Anger — whether outwardly expressed or concealed — is a response to something underlying it, something felt before. Often that prior feeling was hurt, damage, fear. To focus on the anger, as if it’s the “problem,” is to stay on the surface of things. Trying to deal with anger itself might help a person function better. However, it is unlikely to bring about a lasting change.
Sometimes anger turns in on itself, transforming into depression, putting the “real” problem even further out of reach.
Anger is a symptom. It points toward some deeper vulnerability. It is meant to be protective. Therefore we need to look at the thing it means to protect. When fear is the underlying thing, if we are willing to see what’s really there, there will likely be something about the lack of control, the inability to predict the future.
The way to deal with anger is not to cultivate a mask of politeness, avoid it or rationalise it. It’s necessary to move toward the anger, the defensiveness, the righteous indignation — to see what’s beneath it — and then to feel that profoundly vulnerable sensation, in the body. Without making reference to what the mind has to say about any of it. The story must go. Or if it persists in telling itself, we must recognize that this is happening, and see the purpose of the story: to protect us from the pain that gave rise to it in the first place.
We develop a story about how we’d been wronged, neglected, abandoned. We begin to identify with it.
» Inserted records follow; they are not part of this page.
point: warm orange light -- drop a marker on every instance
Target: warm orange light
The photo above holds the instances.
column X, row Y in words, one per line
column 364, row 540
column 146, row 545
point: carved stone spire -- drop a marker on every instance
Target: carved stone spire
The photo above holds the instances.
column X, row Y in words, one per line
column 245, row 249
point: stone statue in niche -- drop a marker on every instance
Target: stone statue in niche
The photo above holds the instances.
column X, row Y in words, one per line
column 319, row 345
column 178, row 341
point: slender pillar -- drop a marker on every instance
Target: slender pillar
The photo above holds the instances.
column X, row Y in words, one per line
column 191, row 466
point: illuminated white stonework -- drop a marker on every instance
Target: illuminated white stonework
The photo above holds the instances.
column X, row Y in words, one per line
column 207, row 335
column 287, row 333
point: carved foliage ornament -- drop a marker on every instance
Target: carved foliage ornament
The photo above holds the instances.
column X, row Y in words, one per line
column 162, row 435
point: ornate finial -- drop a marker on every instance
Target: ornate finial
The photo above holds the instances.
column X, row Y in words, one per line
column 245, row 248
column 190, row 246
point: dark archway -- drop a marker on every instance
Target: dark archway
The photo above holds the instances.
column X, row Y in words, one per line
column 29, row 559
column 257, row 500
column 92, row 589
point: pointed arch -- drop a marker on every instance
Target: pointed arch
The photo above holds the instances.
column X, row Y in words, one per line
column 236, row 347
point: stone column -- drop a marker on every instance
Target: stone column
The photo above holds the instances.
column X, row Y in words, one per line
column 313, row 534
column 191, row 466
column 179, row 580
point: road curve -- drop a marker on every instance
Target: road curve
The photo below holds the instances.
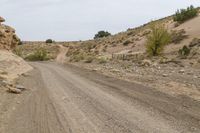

It is important that we see anger as an indication of an underlying wound, and that we see the story we’ve made out of it, and what refuge we take in that story.
Jan Frazier encourages us to sit in the embodied sensation of the terrible sorrow, the gripping fear, the absence of what we wish we had, or the pain of the thing we wish had never happened. Sit in the feeling of the hurt itself, to rest there. Without ideas about it. Just the physical sensation of it. It’s been there all along. We might as well make our peace with it. It doesn’t have to define us forever.